Vente du patrimoine de l’Etat : toujours plus !

On doit reconnaître une chose au gouvernement de Nicolas Sarkozy : son obstination à s’attaquer au patrimoine historique. Alors que l’avis conforme des architectes des bâtiments de France dans les ZPPAUP est toujours gravement menacé (nous y reviendrons bientôt), alors que les éoliennes se développent de manière anarchique allant jusqu’à menacer le site du Mont-Saint-Michel, alors que l’on s’apprête à privatiser l’Hôtel de la Marine, un nouveau coup va être porté aux monuments historiques par la loi de finance de 2010.

Nous avions dénoncé en son temps l’opération de décentralisation de monuments appartenant à l’Etat initiée par Jean-Jacques Aillagon lorsqu’il était ministre de la Culture (voir l’éditorial du 22/6/03). Celle-ci avait clairement échoué comme nous l’avions plusieurs fois affirmé et contrairement à ce que prétendait le ministère, puisque très peu d’entre eux avaient finalement été récupérés par les collectivités locales. Il fallait donc aller plus loin, et plus vite. L’article 52 de la loi de finance, en cours de discussion au parlement, va le permettre. Signalons que Le Journal des Arts, sous la plume de Sophie Flouquet, a été le premier (et le seul à notre connaissance), à alerter l’opinion sur cet article « ajouté en catimini […] à la demande du Premier Ministre, sur lequel Frédéric Mitterrand s’est bien gardé de communiquer » [1].

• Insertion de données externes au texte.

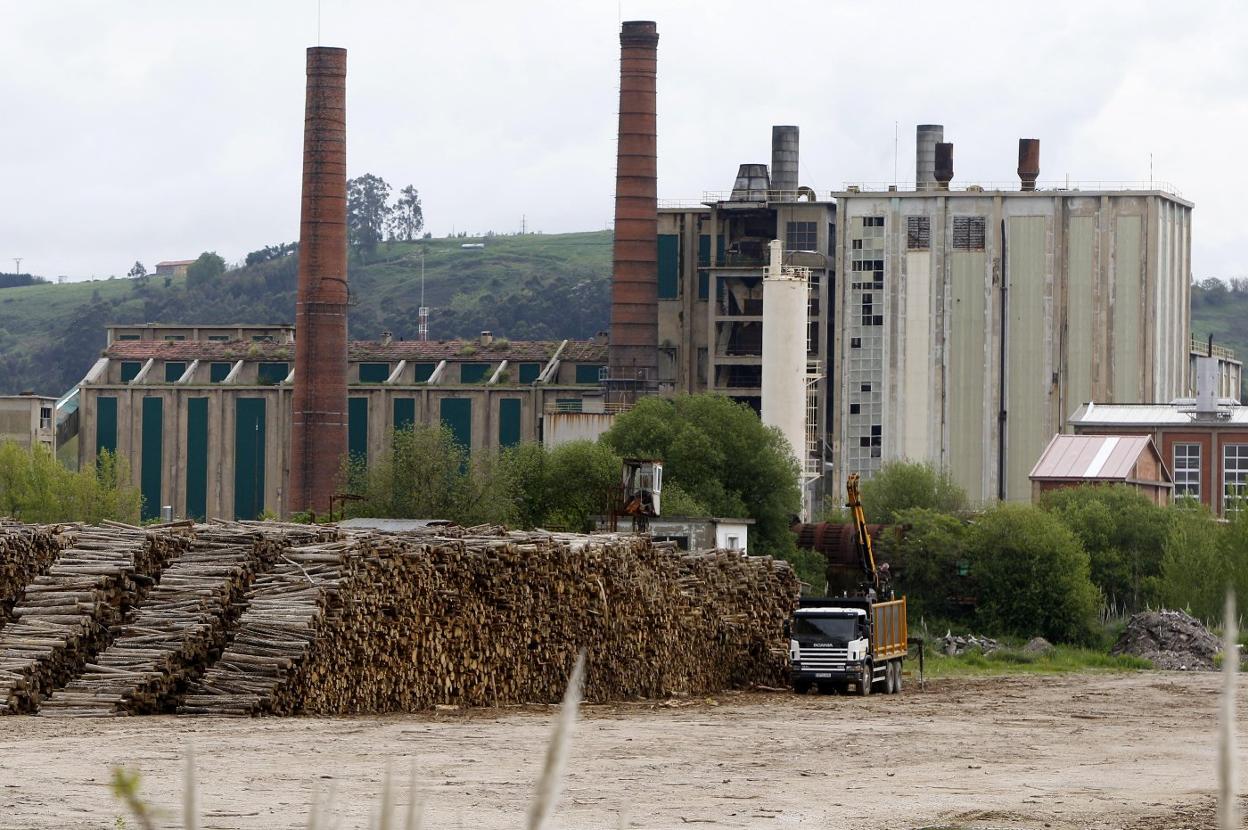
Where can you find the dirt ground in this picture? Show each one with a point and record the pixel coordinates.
(1082, 751)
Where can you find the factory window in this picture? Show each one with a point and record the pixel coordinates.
(588, 372)
(1187, 471)
(801, 236)
(272, 373)
(1234, 477)
(529, 372)
(919, 232)
(473, 372)
(967, 232)
(373, 372)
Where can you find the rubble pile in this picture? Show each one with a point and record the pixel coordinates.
(1173, 640)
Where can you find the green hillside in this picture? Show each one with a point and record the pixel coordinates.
(523, 287)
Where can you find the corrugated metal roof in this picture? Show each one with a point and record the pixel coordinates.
(1151, 415)
(1091, 457)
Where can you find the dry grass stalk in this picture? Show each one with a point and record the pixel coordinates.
(547, 795)
(1228, 813)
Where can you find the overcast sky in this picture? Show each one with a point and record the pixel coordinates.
(154, 130)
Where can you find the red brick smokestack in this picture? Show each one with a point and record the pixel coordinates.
(318, 437)
(634, 341)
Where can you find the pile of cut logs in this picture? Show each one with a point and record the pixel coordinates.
(481, 617)
(26, 551)
(182, 624)
(65, 615)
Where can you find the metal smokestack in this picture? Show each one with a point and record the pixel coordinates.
(944, 170)
(318, 433)
(1028, 162)
(634, 341)
(784, 162)
(926, 137)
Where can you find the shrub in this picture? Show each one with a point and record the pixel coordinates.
(1031, 576)
(902, 484)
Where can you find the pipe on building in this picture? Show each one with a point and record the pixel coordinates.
(318, 428)
(926, 137)
(633, 352)
(944, 170)
(784, 162)
(1028, 162)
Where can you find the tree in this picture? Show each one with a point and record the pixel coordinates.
(206, 270)
(1031, 576)
(905, 484)
(718, 453)
(408, 217)
(367, 212)
(1123, 533)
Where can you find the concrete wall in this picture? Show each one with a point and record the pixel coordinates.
(1073, 296)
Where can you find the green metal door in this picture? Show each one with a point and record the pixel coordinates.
(151, 458)
(248, 458)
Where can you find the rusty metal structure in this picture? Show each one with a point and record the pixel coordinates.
(633, 361)
(1028, 162)
(318, 429)
(944, 170)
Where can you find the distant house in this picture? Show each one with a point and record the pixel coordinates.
(1070, 461)
(172, 267)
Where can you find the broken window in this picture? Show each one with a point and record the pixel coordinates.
(919, 231)
(967, 232)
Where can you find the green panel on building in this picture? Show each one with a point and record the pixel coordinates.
(529, 372)
(373, 372)
(248, 458)
(272, 373)
(669, 266)
(457, 416)
(197, 458)
(151, 461)
(587, 372)
(473, 372)
(508, 422)
(404, 413)
(106, 424)
(357, 428)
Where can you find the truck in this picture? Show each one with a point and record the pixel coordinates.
(856, 639)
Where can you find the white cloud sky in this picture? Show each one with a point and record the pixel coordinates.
(151, 130)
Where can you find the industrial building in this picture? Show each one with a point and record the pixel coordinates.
(956, 323)
(206, 423)
(1202, 439)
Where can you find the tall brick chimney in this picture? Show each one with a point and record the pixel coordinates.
(634, 338)
(318, 434)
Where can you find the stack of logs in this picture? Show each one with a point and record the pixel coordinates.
(26, 551)
(181, 627)
(65, 615)
(404, 622)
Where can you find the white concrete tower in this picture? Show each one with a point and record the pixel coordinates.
(784, 357)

Il est donc prévu de supprimer tous les garde-fous qui avaient malgré tout été posés en 2003 :

- une liste, établie par une commission présidée à l’époque par René Remond, avait été constituée afin de prendre en compte certains critères patrimoniaux ; celle-ci prévoyait notamment que les monuments considérés comme d’importance nationale devaient rester dans le giron de l’Etat : demain, tous les monuments appartenant à celui-ci pourront être transférés au collectivités locales ;

- seuls les édifices dépendant du Centre des Monuments Nationaux pouvaient être transférés : désormais, ce sont tous ceux appartenant à ses « établissements publics » ;

- les bâtiments devaient être cédés comme un ensemble : demain, c’est « tout ou partie des immeubles » dont la propriété pourrait changer,

- les objets mobiliers étaient relativement épargnés puisque seuls ceux appartenant aux monuments transférés étaient également cédés et que la liste n’en comportait aucun : désormais, n’importe quel objet mobilier classé ou inscrit peut être cédé à une collectivité territoriale.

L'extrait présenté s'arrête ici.